Tom Hogan war inzwischen beerdigt worden. Mr. High hatte uns noch ein paar andere Beamte zum Friedhof hinausgeschickt. Es konnte ja sein, daß der Mörder am Grab auftauchte, aber wir waren ohne Ergebnis zurückgekommen.
»Rufen Sie weiter an, Jerry«, hatte Mr. High gesagt. »Einmal muß sich der Unbekannte melden, wenn er existiert.« Mr. High hatte vorgehabt, Pat Hogan einfach in Schutzhaft zu nehmen, da er ihr Leben nicht gefährden wollte. Ich hatte das der Witwe mitgeteilt und sie noch einmal auf die Gefahr hingewiesen, doch wollte sie von Schutzhaft nichts wissen.
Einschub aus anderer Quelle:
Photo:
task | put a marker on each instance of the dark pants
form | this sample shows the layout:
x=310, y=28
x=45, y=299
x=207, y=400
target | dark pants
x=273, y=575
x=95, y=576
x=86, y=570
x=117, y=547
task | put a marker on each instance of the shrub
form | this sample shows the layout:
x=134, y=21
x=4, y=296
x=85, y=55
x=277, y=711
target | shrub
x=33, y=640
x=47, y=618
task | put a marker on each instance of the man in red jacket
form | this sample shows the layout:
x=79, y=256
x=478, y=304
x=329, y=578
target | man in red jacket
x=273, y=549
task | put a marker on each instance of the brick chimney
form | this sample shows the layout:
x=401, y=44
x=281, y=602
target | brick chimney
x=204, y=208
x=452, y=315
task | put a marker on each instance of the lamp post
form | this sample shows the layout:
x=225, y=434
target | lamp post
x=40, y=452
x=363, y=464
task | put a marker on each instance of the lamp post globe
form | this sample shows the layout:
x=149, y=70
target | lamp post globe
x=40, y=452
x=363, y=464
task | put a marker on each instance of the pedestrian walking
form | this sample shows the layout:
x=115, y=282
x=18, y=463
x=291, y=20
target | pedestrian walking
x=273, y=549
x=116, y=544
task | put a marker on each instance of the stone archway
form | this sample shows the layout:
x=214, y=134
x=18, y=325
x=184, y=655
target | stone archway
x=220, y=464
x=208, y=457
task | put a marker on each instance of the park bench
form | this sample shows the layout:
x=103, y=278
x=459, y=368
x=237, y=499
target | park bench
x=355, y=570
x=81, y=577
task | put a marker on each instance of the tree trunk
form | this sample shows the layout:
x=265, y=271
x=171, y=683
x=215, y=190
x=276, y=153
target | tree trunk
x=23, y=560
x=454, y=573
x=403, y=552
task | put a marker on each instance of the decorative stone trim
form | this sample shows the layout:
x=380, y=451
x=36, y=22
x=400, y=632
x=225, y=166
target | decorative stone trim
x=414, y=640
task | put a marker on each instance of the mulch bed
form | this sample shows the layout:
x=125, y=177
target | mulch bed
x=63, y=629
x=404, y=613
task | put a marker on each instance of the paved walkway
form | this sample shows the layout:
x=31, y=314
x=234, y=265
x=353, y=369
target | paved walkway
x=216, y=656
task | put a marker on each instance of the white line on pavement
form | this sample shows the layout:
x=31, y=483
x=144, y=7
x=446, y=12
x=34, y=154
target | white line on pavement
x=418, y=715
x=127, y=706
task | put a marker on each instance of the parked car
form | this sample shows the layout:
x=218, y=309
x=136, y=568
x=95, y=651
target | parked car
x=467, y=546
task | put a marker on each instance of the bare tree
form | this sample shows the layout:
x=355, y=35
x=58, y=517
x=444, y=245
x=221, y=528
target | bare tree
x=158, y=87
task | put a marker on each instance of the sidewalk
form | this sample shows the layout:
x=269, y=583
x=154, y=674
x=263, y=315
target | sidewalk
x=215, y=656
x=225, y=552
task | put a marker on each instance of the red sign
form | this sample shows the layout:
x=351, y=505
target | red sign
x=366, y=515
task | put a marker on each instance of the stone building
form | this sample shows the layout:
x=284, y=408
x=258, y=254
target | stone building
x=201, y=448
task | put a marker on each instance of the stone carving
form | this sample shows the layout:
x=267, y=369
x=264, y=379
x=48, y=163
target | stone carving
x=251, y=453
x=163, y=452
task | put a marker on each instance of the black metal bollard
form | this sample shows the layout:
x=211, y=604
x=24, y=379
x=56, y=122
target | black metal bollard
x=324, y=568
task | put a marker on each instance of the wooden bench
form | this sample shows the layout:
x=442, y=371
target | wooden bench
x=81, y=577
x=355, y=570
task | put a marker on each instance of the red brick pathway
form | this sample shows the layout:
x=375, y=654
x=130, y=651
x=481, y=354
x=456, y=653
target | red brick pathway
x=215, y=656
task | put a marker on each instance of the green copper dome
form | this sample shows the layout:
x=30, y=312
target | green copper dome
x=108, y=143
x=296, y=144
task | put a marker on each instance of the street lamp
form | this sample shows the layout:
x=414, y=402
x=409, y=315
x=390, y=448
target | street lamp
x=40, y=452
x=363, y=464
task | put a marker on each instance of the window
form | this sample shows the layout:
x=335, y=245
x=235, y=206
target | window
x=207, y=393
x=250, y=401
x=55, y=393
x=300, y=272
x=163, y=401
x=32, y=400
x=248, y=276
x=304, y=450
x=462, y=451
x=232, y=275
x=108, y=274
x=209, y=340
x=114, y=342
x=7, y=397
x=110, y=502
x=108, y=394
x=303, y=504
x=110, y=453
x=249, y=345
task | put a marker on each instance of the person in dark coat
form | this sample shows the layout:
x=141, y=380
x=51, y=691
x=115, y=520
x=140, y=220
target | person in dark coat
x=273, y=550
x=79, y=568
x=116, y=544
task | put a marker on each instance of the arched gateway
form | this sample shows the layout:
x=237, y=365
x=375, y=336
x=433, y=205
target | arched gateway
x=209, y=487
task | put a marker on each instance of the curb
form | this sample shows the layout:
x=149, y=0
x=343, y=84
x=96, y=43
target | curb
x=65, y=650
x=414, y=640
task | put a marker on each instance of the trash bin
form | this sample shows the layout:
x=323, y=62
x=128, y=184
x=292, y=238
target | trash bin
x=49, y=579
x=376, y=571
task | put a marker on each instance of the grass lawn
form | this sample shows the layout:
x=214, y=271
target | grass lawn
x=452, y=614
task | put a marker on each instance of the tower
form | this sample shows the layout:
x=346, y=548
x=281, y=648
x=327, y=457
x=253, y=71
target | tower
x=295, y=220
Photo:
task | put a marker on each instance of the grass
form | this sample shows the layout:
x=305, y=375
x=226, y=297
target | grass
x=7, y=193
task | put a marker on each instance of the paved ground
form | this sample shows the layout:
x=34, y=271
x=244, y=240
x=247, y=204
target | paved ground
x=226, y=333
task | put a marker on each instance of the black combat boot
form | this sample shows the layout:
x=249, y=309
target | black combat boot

»Es geht um Toms Mörder und jetzt auch um mich«, hatte sie erklärt, »da möchte ich alles tun, was dazu beiträgt, Ihnen zu helfen.«
Am vierten Tag rief ich gegen fünf Uhr nachmittags bei Pat Hogan an. Die Dämmerung zog bereits herauf.
Pat Hogans Gewohnheit war es, nie den Hörer sofort aufzunehmen. Nach dem dritten Rasseln meldete sie sich endlich.